# Decision Tree

Algorithm

    - Objective             : Max. IG at each split
    - Loss Function         : Cross Entropy loss
    - Optimization Function : Hyperparameter optimizations
    - Output                : Actual labels or values

Fundamental questions for tree construction are:

    - Will tree be binary or not?
    - Which attribute will be node?
    - How missing data will be handled?
    - If tree becomes too large,how to prune it?

__Quick Terms__
- CART (Classification and Regression Trees) → uses Gini Index as classification metric.
- ID3 (Iterative Dichotomiser 3) → uses Entropy function and Information gain as metrics.
- root represents whole training dataset
- nodes represent features
- branches represent possible values connecting feature
- leaf represents a class

DT is a Supervised learning algorithm, logical model, non-parameteric. DTs are high variance algorithm, meaning that different splits in the training data can lead to very different trees. The main objective of the decision tree is to split data in such a way that each element in one group belongs to the same category. 

## Splitting Criteria

    - Gini index (binary DTs)
    - Information gain (binary DTs)
    - chi_square (non-binary DTs)
    
 
## Gini Impurity or Gini Index

The Gini index is a cost function used to evaluate splits in the dataset. It measures, how often a randomly chosen element would be incorrectly classified, therefore lower gini is prefrerred.

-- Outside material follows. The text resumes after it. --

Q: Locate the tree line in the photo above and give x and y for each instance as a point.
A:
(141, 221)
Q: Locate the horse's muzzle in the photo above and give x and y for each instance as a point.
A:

The degree of the Gini index falls between 0 and 1, where 0 denotes that all the elements belong to a certain class and 1 denotes that the elements are randomly distributed across various classes. When the value of Gini is equal to 0, the node is considered pure and no further split is done. 

## Entropy

Entropy is a measure of node impurity (homogeneouty). For a binary class (a,b), the formula to calculate it is shown below. Entropy is maximum at p = 0.5. For p(X=a)=0.5 or p(X=b)=0.5 means, a new observation has a 50%-50% chance of getting classified in either classes. The entropy is minimum when the probability is 0 or 1.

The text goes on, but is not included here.